Mortgage investment corporations offer huge security benefits for advisors seeking ballast
Talking about the markets these days, one gets a sense that we’re all waiting for the other shoe to drop. It’s been a bull market for so long, now, that we’ve got to see a realignment. The trouble is that the bond market we’d normally flock to as a haven is producing a lot more risk than returns. So where can a savvy advisor turn?
Buoyed by a resilient economy and consistent demand, Canada’s housing market might be a safe place to park some cash, but real estate is a big zone, full of its own pitfalls. Where do you turn when you have too many options?
A recently published whitepaper by the CMI Mortgage Investment Corporation makes the case for mortgage investment corporations (MICs) as the place to invest when looking for an alternative tied to the Canadian housing market. Consistently high demand for homes and a wider shift towards private equity have made for the largest growth in private mortgage lending since 2012. Without institutional backing, though, private mortgages can be tough on lenders. That’s where MICs come in, private companies that pool capital to invest in mortgages rather than the properties themselves. For private lenders, MICs bring the institutional heft and knowledge to back up a private lender. For investors, MICs represent an especially safe way to invest in the housing market.
“Investors get a passive investment opportunity backed by real property,” said Julian Clas, VP capital markets and funds at CIM. They get risk mitigation through the diversification of mortgages and they get a low barrier to entry, they can take advantage of an experienced underwriting and credit risk team to invest with a nominal amount of funds.”
The whitepaper highlights the resiliency of the Canadian real estate market. This year’s dip in value resulted from new regulations that didn’t change the fundamentals of the housing market. Driven by a culture of home ownership and a resilient economy, Canadian house prices should rise again to meet their past peak as soon as 2020.
Even if the market does take a downturn, Clas isn’t worried.

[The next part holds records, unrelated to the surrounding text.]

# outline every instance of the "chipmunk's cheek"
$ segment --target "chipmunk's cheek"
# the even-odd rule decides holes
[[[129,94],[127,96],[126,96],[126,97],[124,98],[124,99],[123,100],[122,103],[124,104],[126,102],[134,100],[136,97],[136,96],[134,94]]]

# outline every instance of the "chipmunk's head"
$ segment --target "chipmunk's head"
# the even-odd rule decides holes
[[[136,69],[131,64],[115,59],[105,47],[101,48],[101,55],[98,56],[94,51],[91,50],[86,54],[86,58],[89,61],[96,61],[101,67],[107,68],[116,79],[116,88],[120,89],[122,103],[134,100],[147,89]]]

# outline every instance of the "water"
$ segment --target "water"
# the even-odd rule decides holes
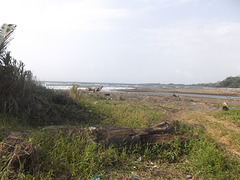
[[[191,85],[182,85],[182,84],[159,84],[159,83],[144,83],[144,84],[126,84],[126,83],[94,83],[94,82],[64,82],[64,81],[42,81],[42,84],[50,89],[61,89],[69,90],[71,87],[76,84],[79,86],[79,89],[86,89],[88,87],[95,88],[98,86],[103,86],[102,91],[111,92],[117,90],[127,90],[135,88],[206,88],[203,86],[191,86]]]
[[[42,84],[49,89],[56,90],[69,90],[74,84],[79,86],[79,89],[85,90],[88,87],[95,88],[103,86],[103,92],[116,92],[118,90],[129,90],[135,88],[170,88],[170,89],[206,89],[209,87],[196,86],[196,85],[183,85],[183,84],[159,84],[159,83],[144,83],[144,84],[127,84],[127,83],[94,83],[94,82],[64,82],[64,81],[43,81]],[[143,93],[143,92],[140,92]],[[166,92],[144,92],[145,94],[165,94],[172,95],[172,93]],[[192,97],[208,97],[208,98],[221,98],[221,99],[240,99],[240,97],[233,96],[219,96],[219,95],[204,95],[204,94],[184,94],[177,93],[180,96],[192,96]]]

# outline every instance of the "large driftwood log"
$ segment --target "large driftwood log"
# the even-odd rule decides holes
[[[157,126],[144,129],[133,129],[115,126],[91,126],[87,129],[76,126],[51,126],[45,128],[46,132],[70,133],[74,136],[85,136],[85,132],[90,134],[91,141],[95,143],[105,143],[113,145],[146,144],[157,142],[170,142],[174,137],[187,140],[188,135],[177,135],[175,130],[179,122],[162,122]]]
[[[176,136],[179,136],[182,140],[188,139],[187,135],[176,135],[174,126],[170,122],[163,122],[145,129],[96,126],[90,127],[89,131],[96,143],[104,142],[114,145],[170,142]]]

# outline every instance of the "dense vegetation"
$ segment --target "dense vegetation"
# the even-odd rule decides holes
[[[39,128],[60,124],[146,128],[161,121],[166,111],[159,104],[89,95],[77,86],[69,93],[42,87],[31,71],[6,51],[15,28],[3,25],[0,31],[0,140],[19,131],[37,153],[34,163],[20,163],[16,171],[8,168],[16,152],[3,155],[1,144],[0,179],[154,179],[159,173],[163,179],[184,179],[187,174],[200,179],[239,178],[239,162],[199,127],[176,128],[176,134],[191,137],[188,141],[176,137],[171,142],[130,147],[96,144],[87,133],[74,136],[59,129]]]

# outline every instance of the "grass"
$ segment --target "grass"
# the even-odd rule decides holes
[[[229,111],[218,111],[213,115],[219,120],[229,121],[240,127],[240,106],[230,106],[230,108]]]
[[[82,126],[95,123],[145,128],[162,121],[165,115],[158,104],[111,100],[103,96],[84,95],[78,91],[74,94],[75,100],[83,108],[80,112],[85,121],[79,122],[82,122]],[[1,115],[0,118],[1,130],[15,129],[18,126],[17,118],[7,115]],[[189,134],[193,138],[188,141],[175,138],[167,143],[130,147],[96,144],[89,140],[91,137],[88,134],[83,137],[61,131],[46,133],[28,126],[26,130],[31,129],[32,133],[28,134],[27,139],[35,144],[39,152],[41,179],[93,179],[97,176],[101,179],[184,179],[188,174],[193,179],[239,179],[239,161],[226,153],[224,147],[216,141],[218,139],[213,139],[216,137],[214,133],[227,133],[232,142],[237,143],[238,135],[229,129],[224,130],[224,124],[216,123],[210,118],[213,117],[209,114],[203,115],[195,111],[188,112],[185,117],[179,116],[185,122],[199,123],[206,127],[204,131],[200,126],[190,128],[185,123],[176,123],[175,133]],[[22,121],[18,128],[24,130],[24,125],[26,123]],[[209,138],[209,134],[213,138]],[[198,138],[193,135],[198,135]],[[0,169],[7,162],[6,159],[7,157],[1,159]],[[8,170],[1,171],[0,178],[4,179],[8,173]],[[25,171],[19,173],[18,179],[34,177]]]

“A MIC with a strong management team, an established book of business and a well-diversified portfolio is better able to weather a market downturn than one that is oversaturated or less varied in its composition,” Clas explained to WP. “A MIC’s mandate to invest in a pool of mortgages mitigates the likelihood that any given investor will experience significant capital loss (compared to owning single mortgages), even with a market downturn.”
The paper goes into detail on private lending, and the reasons for its growth in Canada. Stringent mortgage rules and an expensive market have all but disqualified first-time buyers from mortgages, rental prices are surging, and people with growing families can’t upgrade to larger homes. Private lenders have filled these gaps in the market, they have less restrictions and more flexibility to lend. Private lending has seen its market share double since 2015. Now private lenders hold 6.7% of Canadian mortgages.
MICs might be the way to safely invest in these private lenders. MICs are backed up by the hard security of home collateral without being directly tied to property values themselves. Because MIC deals always involve real property, they’re assured at a level not normally available in other investments. Because they aren’t publicly traded, or directly tied to collateralized properties, they aren’t as susceptible to fluctuations in the stock market and real estate price slumps. They’re offering the best of both worlds.
CMI isn’t saying we should dive, wholesale into MICs for all our investment solutions. But in a time when safe harbours are hard to find, MICs represent a way to invest in the Canadian housing market, without exposure to some of that market’s risks. They merit consideration as ballast for any portfolio.
“Advisors should consider MICs for clients looking to maintain a typically predictable income stream,” Clas said. “Clients looking for a passive investment with strong historical returns, clients who want to diversify with real estate while mitigating risk, and clients who want an alternative investment outside of stocks and bonds.”